While Okeechobee Music & Arts Festival happened almost a month ago, I finally feel calm and settled enough to post the last of my remaining pictures. The last two days were some of the best musical experiences I have ever had. To be honest, one of the hardest parts of the festival was balancing my picture taking and editing with actually enjoying the experience as a patron. Because I was representing myself and not working with a larger publication, I felt like it was more appropriate to go to the festival as any other person might for the last two nights.
That being said, there were definitely a few things that made Okeechobee stand out. The variety in stage sets, from the Aquachobee Beach Stage to Jungle 51 and the central main stage area, definitely meant there was something for everyone. While I have outgrown my ability to stay up all night and continue to watch shows the next day, that option was available for those who wanted it.
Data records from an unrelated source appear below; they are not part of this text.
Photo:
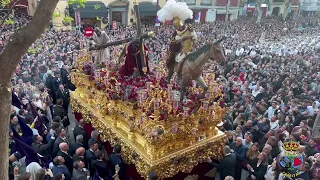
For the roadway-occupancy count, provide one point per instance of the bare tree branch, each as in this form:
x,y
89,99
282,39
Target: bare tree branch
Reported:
x,y
23,38
8,14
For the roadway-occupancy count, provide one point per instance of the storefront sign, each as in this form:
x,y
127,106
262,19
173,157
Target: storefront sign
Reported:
x,y
77,18
88,32
114,25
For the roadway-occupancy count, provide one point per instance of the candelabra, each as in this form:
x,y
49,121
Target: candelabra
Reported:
x,y
147,118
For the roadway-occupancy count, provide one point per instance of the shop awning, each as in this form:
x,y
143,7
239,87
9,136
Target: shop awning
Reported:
x,y
148,9
92,9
The festival managed to sell out tickets in its first year, so I'm interested to see how they handle the rise in popularity given that there's about a 30,000 person cap. The cap isn't a bad things by any means. I didn't have to deal with the insane stampede that happens between popular sets at Bonnaroo (not complaining at all about my Roo experience, it's just worth noting). You also had a shot of actually finding people in your group if you got separated, no easy feat at any festival. I still brought my own roll of toilet paper every time I went to the rest room, but the facilities were always relatively clean and well stocked. If you've been to a festival, you know exactly how important this is.
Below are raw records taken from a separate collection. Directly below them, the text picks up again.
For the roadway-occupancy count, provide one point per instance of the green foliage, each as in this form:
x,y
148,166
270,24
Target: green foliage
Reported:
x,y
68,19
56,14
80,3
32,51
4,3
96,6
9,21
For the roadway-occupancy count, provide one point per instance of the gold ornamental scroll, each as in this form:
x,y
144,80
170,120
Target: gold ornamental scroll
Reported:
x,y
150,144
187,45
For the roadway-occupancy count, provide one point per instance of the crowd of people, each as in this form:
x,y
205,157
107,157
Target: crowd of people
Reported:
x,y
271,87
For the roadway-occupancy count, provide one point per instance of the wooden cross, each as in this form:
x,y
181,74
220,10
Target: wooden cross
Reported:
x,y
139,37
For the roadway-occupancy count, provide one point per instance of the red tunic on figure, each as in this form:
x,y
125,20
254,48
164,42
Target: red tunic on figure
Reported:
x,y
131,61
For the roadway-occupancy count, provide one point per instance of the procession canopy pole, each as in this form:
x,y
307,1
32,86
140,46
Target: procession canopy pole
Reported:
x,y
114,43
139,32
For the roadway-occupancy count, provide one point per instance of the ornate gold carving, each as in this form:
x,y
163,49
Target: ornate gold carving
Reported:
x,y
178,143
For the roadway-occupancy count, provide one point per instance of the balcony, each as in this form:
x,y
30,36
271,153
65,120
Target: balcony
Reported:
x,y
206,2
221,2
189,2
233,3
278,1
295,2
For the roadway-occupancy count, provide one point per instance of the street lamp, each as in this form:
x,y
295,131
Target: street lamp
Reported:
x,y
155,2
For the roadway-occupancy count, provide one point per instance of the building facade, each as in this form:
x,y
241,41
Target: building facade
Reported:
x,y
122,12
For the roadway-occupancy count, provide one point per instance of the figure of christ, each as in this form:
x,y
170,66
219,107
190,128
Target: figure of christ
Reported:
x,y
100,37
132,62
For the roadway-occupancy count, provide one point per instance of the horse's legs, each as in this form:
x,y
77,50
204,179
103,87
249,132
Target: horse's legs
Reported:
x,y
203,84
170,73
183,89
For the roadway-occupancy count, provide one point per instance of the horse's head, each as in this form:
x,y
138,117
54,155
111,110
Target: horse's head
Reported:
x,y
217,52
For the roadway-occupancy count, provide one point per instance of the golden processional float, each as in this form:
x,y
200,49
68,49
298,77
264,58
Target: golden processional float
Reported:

As far as the last two days of music go, my highlights were Kendrick Lamar and The Avett Brothers. Kendrick brought me to tears by bringing a teenage boy on stage to rap his lyrics. My interest in rap has been increasing steadily since late high school and Kendrick really is phenomenal live. On the complete other end of the spectrum, The Avett Brothers are an old favorite. It was delightful to see how far they have come in their set since 2011 when I saw them for the first time. And getting to see them in a once in a lifetime performance with Mumford and Sons, Tom Morello, and The Preservation Hall Jazz Band was something I'll never forget.
If the question after my experience at Okeechobee is "Will I attend again?" then I will have to answer with a big fat maybe. I think it is a wonderful and worthwhile experience, but taking almost a week off to manage the 12 hour trip was a bit much even for the epic line up. I decided to forgo Bonnaroo this year for the better (in my opinion) line up at Okeechobee and to give a new festival a shot. However, the fact that Roo is my home state festival AND is only about four hours away definitely gives it an advantage if the lineup is more to my tastes in the future. There were also a few hiccups at Okeechobee that I'm definitely willing to forgive as growing pains; but once again, it makes it hard to justify a 12 hour trip.
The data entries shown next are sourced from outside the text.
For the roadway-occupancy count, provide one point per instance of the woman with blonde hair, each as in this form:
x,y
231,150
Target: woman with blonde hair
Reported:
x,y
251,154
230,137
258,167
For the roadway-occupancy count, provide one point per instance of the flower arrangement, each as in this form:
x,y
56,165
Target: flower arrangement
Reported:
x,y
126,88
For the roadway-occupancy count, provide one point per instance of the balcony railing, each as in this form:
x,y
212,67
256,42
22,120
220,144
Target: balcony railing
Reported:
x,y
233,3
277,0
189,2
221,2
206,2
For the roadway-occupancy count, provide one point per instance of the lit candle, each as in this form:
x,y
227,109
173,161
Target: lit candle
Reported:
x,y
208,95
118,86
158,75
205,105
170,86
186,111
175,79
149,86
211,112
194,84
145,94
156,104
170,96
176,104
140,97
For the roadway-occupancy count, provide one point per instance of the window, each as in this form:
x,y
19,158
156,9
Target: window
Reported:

All that being said, though, being given the opportunity to attend a brand new festival is something I definitely wasn't going to pass up. If you live closer, I recommend it. This festival may be the only time certain folksy leaning bands that don't have large niche audiences in Florida come to town. It's a good price for what they extended into a four day festival. At the end of the day, I had a blast making memories with Ari, meeting new people, and seeing shows which is really what it's all about.